The methods provided to retrieve information from WebHttpResponse are:
getStatus()
getMessage()
getBody()
getHeaders()
An example:
CompletableFuture<WebHttpResponse> webHttpResponse = client.sendAsync(request);
webHttpResponse
.thenAccept(response -> {
String responseBody = response.getBody();
})
.exceptionally(e -> {
// error handling
});
This example step relies on ip-api, an API endpoint that identifies the country of origin (and other location specific data) based on a provided IP address. In this example, the response is returned in JSON format.
WebHttpClient client = WebHttpClient.builder()
.withHttpVersion(HttpVersion.HTTP1_1)
.withProxy(Proxy.NO_PROXY)
.withConnectionTimeout(10L, TimeUnit.SECONDS)
.withSocketTimeout(10L, TimeUnit.SECONDS)
.build();
WebHttpRequest request = WebHttpRequest.builder()
.get("http://ip-api.com/json/205.174.40.1")
.withQueryString("fields", "status,message,country")
.build()
CompletableFuture<WebHttpResponse> webHttpResponse = client.sendAsync(request);
webHttpResponse
.thenAccept(response -> {
String webHttpResponseBody = response.getBody();
JSONObject jsonObject = new JSONObject(webHttpResponseBody);
String countryName = (String) jsonObject.opt("country");
})
.exceptionally(e -> {
// error handling
});
JSONObject json = new JSONObject();
json.put("test", "value");
WebHttpClient client = WebHttpClient.builder()
.withHttpVersion(HttpVersion.HTTP1_1)
.withProxy(Proxy.NO_PROXY)
.withConnectionTimeout(10L, TimeUnit.SECONDS)
.withSocketTimeout(10L, TimeUnit.SECONDS)
.build();
WebHttpRequest request = WebHttpRequest.builder()
.post(<URL>)
.withBody(json.toString())
.build()
CompletableFuture<WebHttpResponse> webHttpResponse = client.sendAsync(request);
- You can either use Gradle or Maven:
If using Gradle, point to the SDK repository in the build.gradle
:
apply plugin: 'java'
repositories {
mavenCentral()
maven {
url 'https://raw.githubusercontent.com/experiandataquality/aperture-data-studio-sdk/github-maven-repository/maven'
}
}
dependencies {
compileOnly("com.experian.datastudio:sdkapi:2.2.0")
}
If you don't want to use Gradle, you'll have to configure your own Java project to generate a compatible JAR artifact:
- Create a new Java project or open an existing one.

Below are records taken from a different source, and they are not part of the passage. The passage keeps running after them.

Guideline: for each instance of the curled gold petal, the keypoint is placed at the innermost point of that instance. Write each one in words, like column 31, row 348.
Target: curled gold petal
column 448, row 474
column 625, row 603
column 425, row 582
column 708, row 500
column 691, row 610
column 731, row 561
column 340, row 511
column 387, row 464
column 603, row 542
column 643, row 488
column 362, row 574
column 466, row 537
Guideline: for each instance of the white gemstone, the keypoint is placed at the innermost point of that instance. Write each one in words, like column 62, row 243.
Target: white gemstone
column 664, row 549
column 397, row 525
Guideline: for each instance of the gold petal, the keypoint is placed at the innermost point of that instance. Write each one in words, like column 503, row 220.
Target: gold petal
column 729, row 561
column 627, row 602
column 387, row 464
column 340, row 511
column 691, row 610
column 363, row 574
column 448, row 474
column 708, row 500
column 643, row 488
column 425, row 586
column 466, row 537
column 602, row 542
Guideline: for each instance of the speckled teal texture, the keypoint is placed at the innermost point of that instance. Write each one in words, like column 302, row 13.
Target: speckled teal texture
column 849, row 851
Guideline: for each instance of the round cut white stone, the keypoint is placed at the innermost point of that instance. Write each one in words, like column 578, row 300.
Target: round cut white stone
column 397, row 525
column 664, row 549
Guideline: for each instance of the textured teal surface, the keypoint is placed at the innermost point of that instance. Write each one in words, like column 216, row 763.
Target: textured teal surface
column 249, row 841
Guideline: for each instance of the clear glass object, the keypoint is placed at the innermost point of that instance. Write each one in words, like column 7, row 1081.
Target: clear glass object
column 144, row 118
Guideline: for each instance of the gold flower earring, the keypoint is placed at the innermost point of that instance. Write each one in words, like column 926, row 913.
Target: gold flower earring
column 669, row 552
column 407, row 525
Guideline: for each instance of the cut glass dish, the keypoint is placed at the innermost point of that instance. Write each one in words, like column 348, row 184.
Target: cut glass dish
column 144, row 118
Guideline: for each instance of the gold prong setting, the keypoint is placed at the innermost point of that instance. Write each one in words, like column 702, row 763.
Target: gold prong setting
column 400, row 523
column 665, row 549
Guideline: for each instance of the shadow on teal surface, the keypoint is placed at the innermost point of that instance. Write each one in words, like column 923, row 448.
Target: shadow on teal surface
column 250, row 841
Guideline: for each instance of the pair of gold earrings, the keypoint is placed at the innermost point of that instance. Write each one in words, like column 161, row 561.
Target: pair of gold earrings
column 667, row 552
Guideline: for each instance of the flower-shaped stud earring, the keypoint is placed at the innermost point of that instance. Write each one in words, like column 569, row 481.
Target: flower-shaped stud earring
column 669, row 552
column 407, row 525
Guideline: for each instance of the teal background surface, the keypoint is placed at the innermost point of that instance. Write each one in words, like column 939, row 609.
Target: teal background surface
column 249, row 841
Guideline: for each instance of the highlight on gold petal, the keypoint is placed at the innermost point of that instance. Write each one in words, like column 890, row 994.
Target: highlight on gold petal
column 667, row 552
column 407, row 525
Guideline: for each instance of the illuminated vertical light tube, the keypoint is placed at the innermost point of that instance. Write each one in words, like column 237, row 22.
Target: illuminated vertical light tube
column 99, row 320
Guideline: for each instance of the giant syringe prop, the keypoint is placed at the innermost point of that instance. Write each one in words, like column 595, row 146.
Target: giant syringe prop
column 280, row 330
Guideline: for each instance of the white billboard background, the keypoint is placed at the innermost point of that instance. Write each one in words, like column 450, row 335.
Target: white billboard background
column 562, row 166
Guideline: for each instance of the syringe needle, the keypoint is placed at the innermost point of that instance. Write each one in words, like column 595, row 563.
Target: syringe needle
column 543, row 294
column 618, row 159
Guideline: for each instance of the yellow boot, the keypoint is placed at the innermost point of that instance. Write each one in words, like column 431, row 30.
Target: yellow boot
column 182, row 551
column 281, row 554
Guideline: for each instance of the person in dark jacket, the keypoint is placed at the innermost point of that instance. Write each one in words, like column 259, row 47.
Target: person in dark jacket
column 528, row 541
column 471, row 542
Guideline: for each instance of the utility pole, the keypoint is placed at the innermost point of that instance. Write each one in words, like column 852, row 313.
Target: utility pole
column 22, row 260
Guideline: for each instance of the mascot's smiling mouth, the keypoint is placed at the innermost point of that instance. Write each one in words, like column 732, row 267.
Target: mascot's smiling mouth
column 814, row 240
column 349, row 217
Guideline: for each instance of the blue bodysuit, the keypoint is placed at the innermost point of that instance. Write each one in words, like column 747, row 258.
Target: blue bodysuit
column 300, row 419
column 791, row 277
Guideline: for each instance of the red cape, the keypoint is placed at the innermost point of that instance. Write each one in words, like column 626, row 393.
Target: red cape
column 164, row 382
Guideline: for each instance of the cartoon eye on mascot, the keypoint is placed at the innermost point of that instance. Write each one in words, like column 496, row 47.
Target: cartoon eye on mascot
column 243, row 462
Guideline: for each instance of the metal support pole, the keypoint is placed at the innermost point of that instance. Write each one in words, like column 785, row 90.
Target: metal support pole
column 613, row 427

- Download and install the sdkapi.jar file.
If using Maven, modify pom.xml
to add the SDK GitHub repository:
<project xmlns="http://maven.apache.org/POM/4.0.0"
xmlns:xsi="http://www.w3.org/2001/XMLSchema-instance"
xsi:schemaLocation="http://maven.apache.org/POM/4.0.0
http://maven.apache.org/maven-v4_0_0.xsd">
<modelVersion>4.0.0</modelVersion>
<groupId>com.experian.aperture.datastudio.sdk.custom.addons</groupId>
<!-- replace this accordingly with your custom parser name -->
<artifactId>MyCustomParser</artifactId>
<!-- replace this accordingly with your custom step version -->
<version>1.0</version>
<packaging>jar</packaging>
<!-- replace this accordingly with your custom step name -->
<name>MyCustomParser</name>
<repositories>
<repository>
<id>aperture-data-studio-github-repo</id>
<url>https://raw.githubusercontent.com/experiandataquality/aperture-data-studio-sdk/github-maven-repository/maven/</url>
</repository>
</repositories>
<dependencies>
<dependency>
<groupId>com.experian.datastudio</groupId>
<artifactId>sdkapi</artifactId>
<version>2.1.0</version>
<scope>provided</scope>
</dependency>
</dependencies>
</project>
- (Skip this step if using Maven or Gradle). If you've downloaded the JAR manually, create a libs folder and add in the sdkapi.jar as a library.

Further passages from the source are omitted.